What tips does an architect have regarding day to day information security? Well, let’s take a security architecture concept and apply it to your situation. For example, consider the idea of ensuring the confidentiality of sensitive information. This idea is broadly applicable everyday on the web. From an architectural perspective it is helpful to think about the two states of confidential information, namely, at rest (e.g., stored in a file) and in transit (e.g., whizzing across the Internet from server to laptop).
Take a scenario where you keep your credit card and expiration date in a file on your PC (you can remember your CVV, that three digit code on the back of your credit card, because it's so short). Doing this makes it so much easier for you go shopping on the web because you can just cut and paste your information quickly, conveniently and without worrying about typing errors, etc. So you surf to your favorite shopping site, find the widget you want to buy, follow the checkout process, open the credit card file, cut and paste your credit card information, submit it, and in a few days your stuff arrives.
Let's talk about your information's confidentiality during the 4 steps in an online transaction:
1) In your computer file: First, if you saved your credit card information on your computer, it is sitting in a file. Here it definitely should have been encrypted in such a way that only you could decrypt and read it, for example, using a password protected file encryption such as the free GNU Privacy Guard.
2) On the merchant's order form: Next, you cut and pasted it to the online merchant’s checkout page. Did you make sure the browser was indicating that the communications were protected by verifying that there were no browser warnings about unrecognized or expired digital certificates? These certificates are used to help you make sure that you’re really at the web site of the merchant you think you are. Some browsers use a color coding scheme in the URL field and green is usually the color indicating the site’s authenticity has been successfully verified.

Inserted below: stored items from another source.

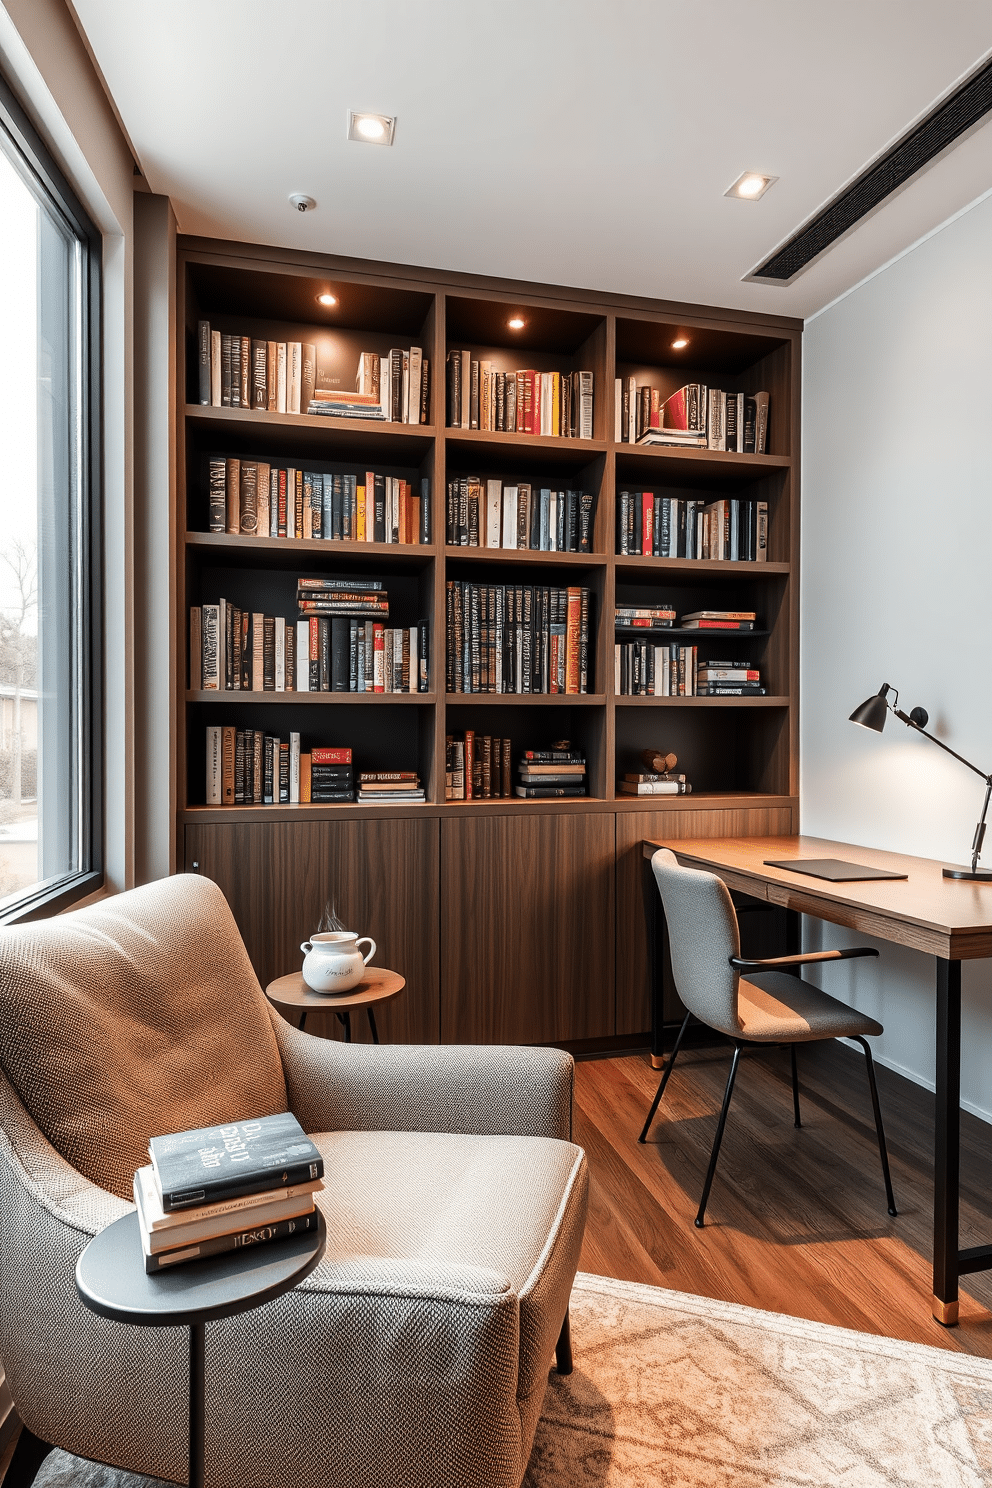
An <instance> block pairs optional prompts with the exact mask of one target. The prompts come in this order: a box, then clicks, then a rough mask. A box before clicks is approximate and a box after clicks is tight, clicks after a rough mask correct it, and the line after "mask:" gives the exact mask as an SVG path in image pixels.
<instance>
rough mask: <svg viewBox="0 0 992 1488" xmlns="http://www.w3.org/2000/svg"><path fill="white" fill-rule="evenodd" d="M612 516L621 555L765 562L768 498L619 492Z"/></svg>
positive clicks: (766, 534) (617, 494) (766, 555)
mask: <svg viewBox="0 0 992 1488" xmlns="http://www.w3.org/2000/svg"><path fill="white" fill-rule="evenodd" d="M616 516H617V534H616V552H617V554H622V555H623V557H628V555H644V557H651V558H698V559H726V561H730V562H766V561H767V501H753V500H747V498H739V497H720V498H718V500H715V501H703V500H702V498H699V497H695V498H693V497H689V498H686V497H675V496H659V494H657V493H656V491H619V493H617V506H616Z"/></svg>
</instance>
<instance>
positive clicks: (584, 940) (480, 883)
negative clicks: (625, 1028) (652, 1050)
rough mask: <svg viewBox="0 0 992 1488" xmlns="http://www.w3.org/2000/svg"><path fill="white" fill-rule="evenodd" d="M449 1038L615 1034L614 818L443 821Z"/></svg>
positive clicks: (442, 865) (446, 1016) (534, 1038)
mask: <svg viewBox="0 0 992 1488" xmlns="http://www.w3.org/2000/svg"><path fill="white" fill-rule="evenodd" d="M440 833H442V836H440V844H442V845H440V859H442V914H440V920H442V1018H440V1031H442V1040H443V1042H445V1043H562V1042H568V1040H573V1039H601V1037H608V1036H610V1034H613V1031H614V841H616V817H614V815H598V814H596V815H584V817H583V815H571V817H565V815H558V814H552V812H546V814H534V815H526V817H519V815H506V817H482V818H479V817H471V818H468V817H466V818H445V820H443V821H442V827H440Z"/></svg>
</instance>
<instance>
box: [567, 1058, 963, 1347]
mask: <svg viewBox="0 0 992 1488" xmlns="http://www.w3.org/2000/svg"><path fill="white" fill-rule="evenodd" d="M799 1068H800V1097H802V1116H803V1126H802V1129H799V1131H797V1129H796V1128H794V1125H793V1103H791V1079H790V1065H788V1054H787V1052H785V1051H781V1049H763V1051H759V1052H756V1054H748V1055H747V1056H745V1058H744V1059H742V1062H741V1070H739V1073H738V1082H736V1088H735V1095H733V1103H732V1107H730V1116H729V1120H727V1131H726V1137H724V1144H723V1152H721V1155H720V1167H718V1170H717V1177H715V1181H714V1187H712V1193H711V1198H709V1205H708V1210H706V1225H705V1228H703V1229H702V1231H698V1229H695V1226H693V1216H695V1213H696V1207H698V1204H699V1195H700V1192H702V1183H703V1177H705V1171H706V1164H708V1159H709V1149H711V1144H712V1137H714V1131H715V1125H717V1116H718V1110H720V1103H721V1100H723V1089H724V1083H726V1077H727V1070H729V1051H727V1049H695V1051H689V1052H687V1054H684V1055H680V1059H678V1062H677V1065H675V1070H674V1073H672V1077H671V1080H669V1083H668V1088H666V1091H665V1098H663V1101H662V1104H660V1107H659V1113H657V1116H656V1119H654V1123H653V1126H651V1132H650V1135H648V1141H647V1143H645V1144H640V1143H638V1140H637V1137H638V1132H640V1129H641V1126H642V1123H644V1117H645V1115H647V1110H648V1106H650V1101H651V1098H653V1095H654V1091H656V1088H657V1080H659V1074H657V1071H656V1070H653V1068H651V1067H650V1062H648V1059H647V1055H625V1056H617V1058H604V1059H583V1061H580V1062H579V1065H577V1070H576V1140H577V1141H579V1143H582V1146H584V1147H586V1152H587V1155H589V1165H590V1176H592V1201H590V1214H589V1225H587V1231H586V1242H584V1247H583V1256H582V1265H583V1268H584V1269H586V1271H592V1272H596V1274H599V1275H613V1277H620V1278H623V1280H629V1281H644V1283H648V1284H651V1286H665V1287H671V1289H674V1290H680V1292H690V1293H695V1295H699V1296H712V1298H721V1299H724V1301H729V1302H742V1303H747V1305H750V1306H759V1308H766V1309H770V1311H779V1312H787V1314H790V1315H793V1317H808V1318H812V1320H817V1321H822V1323H834V1324H837V1326H842V1327H857V1329H863V1330H866V1332H872V1333H880V1335H886V1336H891V1338H903V1339H907V1341H913V1342H925V1344H935V1345H937V1347H941V1348H952V1350H961V1351H965V1353H973V1354H980V1356H983V1357H992V1274H989V1275H976V1277H968V1278H965V1289H962V1293H961V1326H959V1327H956V1329H943V1327H940V1326H938V1324H937V1323H934V1320H933V1317H931V1314H930V1293H931V1228H933V1126H934V1098H933V1095H931V1094H928V1092H927V1091H924V1089H921V1088H919V1086H918V1085H913V1083H912V1082H910V1080H906V1079H903V1077H901V1076H898V1074H894V1073H892V1071H891V1070H885V1068H877V1080H879V1098H880V1103H882V1113H883V1119H885V1129H886V1141H888V1150H889V1164H891V1170H892V1187H894V1190H895V1204H897V1208H898V1211H900V1213H898V1216H897V1217H895V1219H892V1217H891V1216H889V1214H888V1213H886V1205H885V1190H883V1186H882V1170H880V1162H879V1153H877V1144H876V1138H875V1123H873V1119H872V1106H870V1097H869V1088H867V1076H866V1068H864V1058H863V1056H861V1055H860V1054H857V1052H855V1051H852V1049H849V1048H846V1046H845V1045H840V1043H821V1045H814V1046H808V1048H803V1049H802V1051H800V1065H799ZM961 1125H962V1132H961V1137H962V1141H961V1170H962V1183H961V1195H962V1202H961V1242H962V1245H965V1244H979V1242H982V1241H992V1132H991V1131H989V1126H988V1125H986V1123H985V1122H980V1120H977V1119H976V1117H973V1116H970V1115H968V1113H964V1112H962V1122H961Z"/></svg>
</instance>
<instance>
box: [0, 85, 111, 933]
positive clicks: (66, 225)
mask: <svg viewBox="0 0 992 1488" xmlns="http://www.w3.org/2000/svg"><path fill="white" fill-rule="evenodd" d="M0 223H1V229H0V920H12V918H18V917H22V915H25V914H27V915H30V914H40V912H51V911H52V909H55V908H58V906H59V903H62V902H67V900H68V899H71V897H73V894H79V893H82V891H86V890H88V888H89V887H92V882H94V875H95V873H97V872H98V869H100V857H101V833H100V830H98V814H97V808H98V783H100V769H101V762H100V754H98V738H100V732H98V728H97V723H98V708H97V680H98V667H97V656H98V644H97V641H98V635H97V622H98V613H97V607H95V606H94V603H92V594H94V580H95V512H97V493H98V482H97V479H95V478H94V476H95V448H94V445H95V440H94V423H92V414H94V411H95V409H97V408H98V390H97V385H95V378H97V375H98V359H97V357H95V356H94V351H95V336H94V333H92V326H94V318H95V293H97V280H95V263H97V262H98V257H97V253H95V234H94V229H92V228H91V225H89V223H88V222H86V219H85V217H83V214H82V213H80V210H79V205H77V202H76V201H74V198H73V196H71V193H70V192H68V189H67V187H65V185H64V182H62V180H61V179H59V176H58V173H57V171H55V168H54V167H52V164H51V161H49V159H48V158H46V156H45V153H43V149H42V147H40V143H39V141H37V138H34V137H33V134H31V131H30V126H28V125H27V122H25V121H24V118H22V116H21V115H19V113H18V110H16V106H15V104H13V101H12V100H10V98H9V95H6V91H4V89H0Z"/></svg>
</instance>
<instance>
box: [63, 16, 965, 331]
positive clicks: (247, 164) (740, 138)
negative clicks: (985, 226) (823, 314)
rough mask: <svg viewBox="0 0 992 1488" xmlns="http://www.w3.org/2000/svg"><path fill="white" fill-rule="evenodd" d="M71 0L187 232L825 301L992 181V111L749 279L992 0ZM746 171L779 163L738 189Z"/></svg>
mask: <svg viewBox="0 0 992 1488" xmlns="http://www.w3.org/2000/svg"><path fill="white" fill-rule="evenodd" d="M74 7H76V12H77V16H79V22H80V25H82V28H83V31H85V34H86V37H88V40H89V45H91V49H92V54H94V57H95V60H97V62H98V65H100V67H101V70H103V74H104V77H106V82H107V86H109V89H110V94H112V97H113V100H115V104H116V107H117V110H119V115H120V119H122V122H123V125H125V128H126V131H128V134H129V137H131V141H132V146H134V150H135V153H137V158H138V161H140V165H141V170H143V171H144V174H146V177H147V182H149V185H150V187H152V189H153V190H156V192H164V193H167V195H170V196H171V198H173V202H174V207H175V213H177V217H178V223H180V229H181V231H183V232H190V234H205V235H210V237H226V238H241V240H248V241H254V243H269V244H278V246H287V247H300V248H314V250H318V251H329V253H345V254H358V256H361V257H373V259H385V260H391V262H402V263H419V265H427V266H437V268H448V269H458V271H466V272H480V274H495V275H506V277H510V278H528V280H538V281H549V283H558V284H571V286H583V287H589V289H602V290H619V292H629V293H637V295H651V296H662V298H669V299H680V301H695V302H699V304H709V305H733V307H741V308H747V310H764V311H779V312H785V314H791V315H809V314H811V312H814V311H815V310H819V308H821V307H822V305H824V304H827V302H830V301H831V299H834V298H836V296H837V295H839V293H842V292H843V290H845V289H849V287H851V286H852V284H855V283H857V281H858V280H861V278H863V277H864V275H866V274H869V272H870V271H872V269H875V268H877V266H879V265H880V263H885V262H886V260H888V259H889V257H892V254H895V253H898V251H900V250H903V248H904V247H907V246H909V244H910V243H913V241H915V240H916V238H919V237H921V235H922V234H925V232H928V231H930V229H931V228H934V226H937V225H938V223H940V222H943V220H944V219H946V217H949V216H950V214H952V213H955V211H958V210H959V208H961V207H964V205H967V204H968V202H970V201H974V198H976V196H979V195H982V193H983V192H985V190H988V189H989V187H991V186H992V118H991V122H988V124H985V125H983V126H982V128H979V129H977V131H976V132H974V134H973V135H971V137H968V138H967V140H965V141H964V143H961V144H958V146H956V147H955V149H952V150H950V152H947V153H946V155H944V156H943V158H941V159H940V161H937V162H935V164H934V165H931V167H930V170H927V171H924V173H921V176H919V177H918V179H915V180H913V182H912V183H910V185H909V186H907V187H906V189H904V190H903V192H900V193H898V195H897V196H894V198H892V199H891V201H889V202H888V204H886V205H883V207H882V208H880V210H879V211H877V213H876V214H875V216H873V217H872V219H869V220H866V222H864V223H863V225H861V226H858V228H857V229H855V231H854V232H852V234H851V235H849V237H848V238H846V240H845V241H842V243H839V244H837V246H834V247H833V248H831V250H830V251H827V253H825V254H824V256H822V257H821V259H819V260H818V262H817V263H815V265H814V266H812V268H811V269H808V272H806V274H803V275H800V278H799V280H796V283H794V284H793V286H790V287H785V289H779V287H769V286H761V284H745V283H742V275H745V274H747V272H748V271H750V269H753V268H754V266H756V265H757V263H759V262H760V260H761V259H763V257H764V256H766V254H767V253H769V251H770V250H772V248H773V247H776V244H779V243H781V241H782V240H784V238H787V237H788V235H790V234H791V232H793V231H794V229H796V228H797V226H799V225H800V223H802V222H803V220H805V219H806V217H809V216H811V213H814V211H815V210H817V208H818V207H819V205H821V204H822V202H824V201H827V199H828V198H830V196H833V195H834V193H836V192H837V189H839V187H840V186H842V185H843V183H845V182H846V180H849V179H851V177H852V176H857V174H858V173H860V171H861V168H863V167H864V165H866V164H867V162H869V161H870V159H872V158H873V156H876V155H877V153H879V152H880V150H882V149H883V147H885V146H886V144H888V143H889V141H892V138H895V137H897V135H900V134H901V132H903V131H904V129H906V128H907V126H909V125H910V124H912V122H913V121H915V119H916V118H918V116H921V115H924V113H927V112H928V109H930V107H931V106H933V104H934V101H935V100H938V98H940V97H941V95H943V94H946V92H947V91H949V89H950V88H952V86H953V85H955V82H956V80H958V79H959V77H961V76H962V74H965V73H968V71H971V68H973V67H974V65H976V62H979V61H980V60H982V58H983V57H985V55H988V54H989V51H991V49H992V4H991V3H989V0H938V3H934V0H833V3H830V4H822V3H821V0H745V3H742V0H568V3H565V0H494V3H488V4H479V3H471V0H278V3H274V0H168V3H162V0H74ZM348 109H363V110H375V112H379V113H393V115H396V116H397V128H396V144H394V146H393V147H391V149H382V147H375V146H366V144H354V143H348V141H347V140H345V124H347V110H348ZM744 170H757V171H761V173H764V174H772V176H778V177H779V180H778V183H776V185H775V186H772V189H770V190H769V192H767V193H766V196H764V198H763V199H761V201H759V202H747V201H733V199H727V198H724V195H723V192H724V190H726V189H727V186H729V185H730V183H732V182H733V180H735V179H736V177H738V176H739V174H741V171H744ZM290 192H306V193H309V195H311V196H315V198H317V202H318V207H317V210H315V211H312V213H308V214H306V216H300V214H299V213H296V211H293V208H290V205H289V202H287V198H289V195H290Z"/></svg>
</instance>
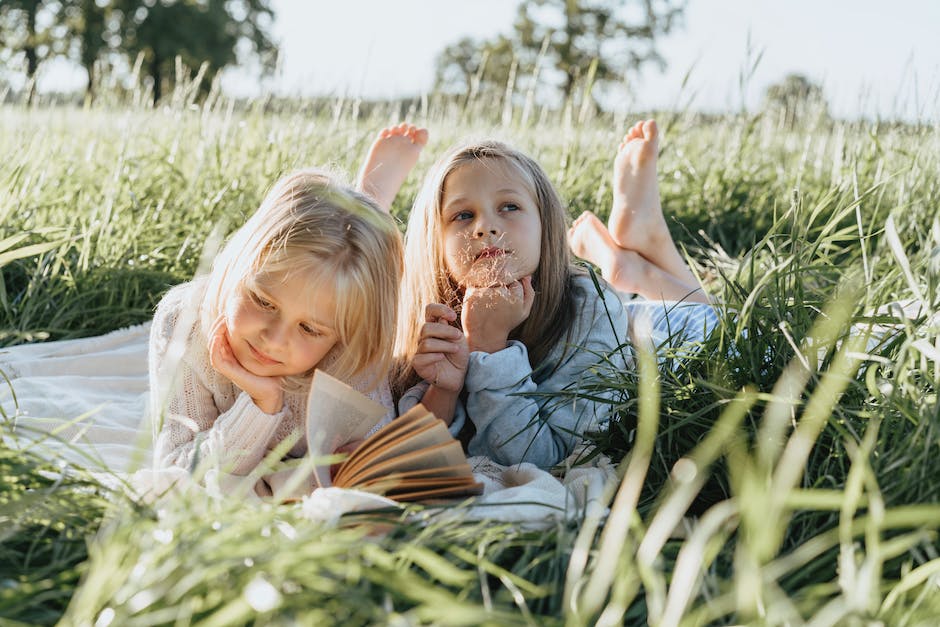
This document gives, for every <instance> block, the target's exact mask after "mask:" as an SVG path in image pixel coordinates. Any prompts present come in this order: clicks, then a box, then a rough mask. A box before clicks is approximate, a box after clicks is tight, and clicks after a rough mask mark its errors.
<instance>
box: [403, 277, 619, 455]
mask: <svg viewBox="0 0 940 627" xmlns="http://www.w3.org/2000/svg"><path fill="white" fill-rule="evenodd" d="M600 283H601V286H602V292H603V294H602V295H601V294H598V292H597V288H596V287H595V286H594V282H593V281H592V280H591V278H590V277H589V276H578V277H576V278H575V280H574V282H573V284H574V289H575V300H576V303H577V306H576V310H577V312H578V315H577V317H576V318H575V320H574V323H573V325H572V328H571V332H570V334H569V335H568V336H567V338H568V339H567V340H563V341H561V342H559V344H558V345H556V346H555V347H554V348H553V349H552V350H551V351H550V353H549V355H548V357H547V359H546V360H545V364H544V365H543V366H542V367H540V368H538V369H537V370H535V371H534V370H533V368H532V366H531V365H530V364H529V355H528V350H527V349H526V346H525V345H524V344H523V343H522V342H519V341H515V340H513V341H510V342H509V345H508V346H507V347H506V348H505V349H503V350H501V351H497V352H495V353H485V352H473V353H470V361H469V365H468V368H467V375H466V379H465V380H464V392H465V394H464V395H462V396H461V399H460V400H459V401H458V403H457V409H456V412H455V414H454V420H453V422H452V423H451V426H450V432H451V433H452V434H453V435H455V436H456V435H457V434H459V433H460V431H461V429H462V428H463V427H464V424H465V422H466V421H467V419H468V418H469V420H471V421H472V422H473V425H474V426H475V427H476V433H475V435H474V436H473V437H472V438H471V440H470V442H469V446H468V452H469V454H470V455H485V456H487V457H489V458H491V459H492V460H494V461H496V462H498V463H500V464H506V465H511V464H517V463H520V462H531V463H533V464H535V465H537V466H541V467H543V468H545V467H549V466H553V465H555V464H557V463H559V462H561V461H562V460H563V459H564V458H565V457H567V456H568V455H569V454H570V453H571V451H572V449H573V448H574V446H575V445H576V444H577V443H578V442H579V441H580V439H581V436H582V434H584V432H586V431H588V430H591V429H595V428H597V427H598V425H599V424H600V423H601V422H602V421H604V420H606V419H607V418H608V416H609V413H610V407H611V406H610V404H608V403H604V402H598V401H596V400H592V399H589V398H578V397H565V398H561V397H553V396H551V393H553V392H562V391H571V390H577V389H579V388H580V387H582V385H583V384H584V382H585V381H587V380H588V379H589V378H590V377H591V376H592V370H593V369H594V368H595V367H596V366H597V365H598V363H599V362H601V361H602V360H605V359H606V358H608V356H609V359H610V362H609V363H608V364H606V365H605V366H604V367H605V368H610V367H614V368H624V367H626V363H625V357H624V351H622V350H621V344H622V341H623V340H622V336H623V333H624V331H625V329H626V328H627V323H626V314H625V313H624V309H623V304H622V303H621V301H620V299H619V298H618V297H617V295H616V293H615V292H614V291H613V290H612V289H610V288H609V287H607V286H606V284H605V283H604V282H603V281H601V282H600ZM428 387H429V384H428V382H426V381H422V382H420V383H418V384H417V385H415V386H414V387H412V388H411V389H409V390H408V391H407V392H406V393H405V394H404V395H403V396H402V398H401V400H400V401H399V404H398V407H399V412H400V413H403V412H405V411H407V410H408V409H410V408H411V407H413V406H414V405H416V404H417V403H418V402H420V400H421V399H422V398H423V397H424V393H425V392H426V391H427V389H428ZM606 394H608V395H610V394H613V392H607V393H606ZM592 396H594V397H598V396H600V397H603V393H602V394H600V395H598V394H594V393H593V392H592ZM464 399H465V400H464Z"/></svg>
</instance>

3) In transit on the web: When you submit your credit card information, the data will suddenly be in transit across the Internet! Prior to submitting anything, make sure it is protected in transit by confirming the URL of the page where you entered your personal data begins with the string https://... Instead of the normal http://... . That extra ‘s’ in https is for security and it means the data stream between your browser and the merchant’s web server is encrypted.
4) On the site receiving your info: And finally, after you press Submit, if you get any browser warning about information being sent unsecured, your browser is warning you that, although the page you were on was secure, the place you’re submitting the credit card info. to may not be. When you recieve such warnings while transacting confidential information you should cancel out of the transaction and perform your purchase via a different medium (e.g., over the phone).
So, from an InfoSec architecture perspective, assuring that the encryption infrastructure is guarding your information at rest and in transit is all part of your personal information security architecture.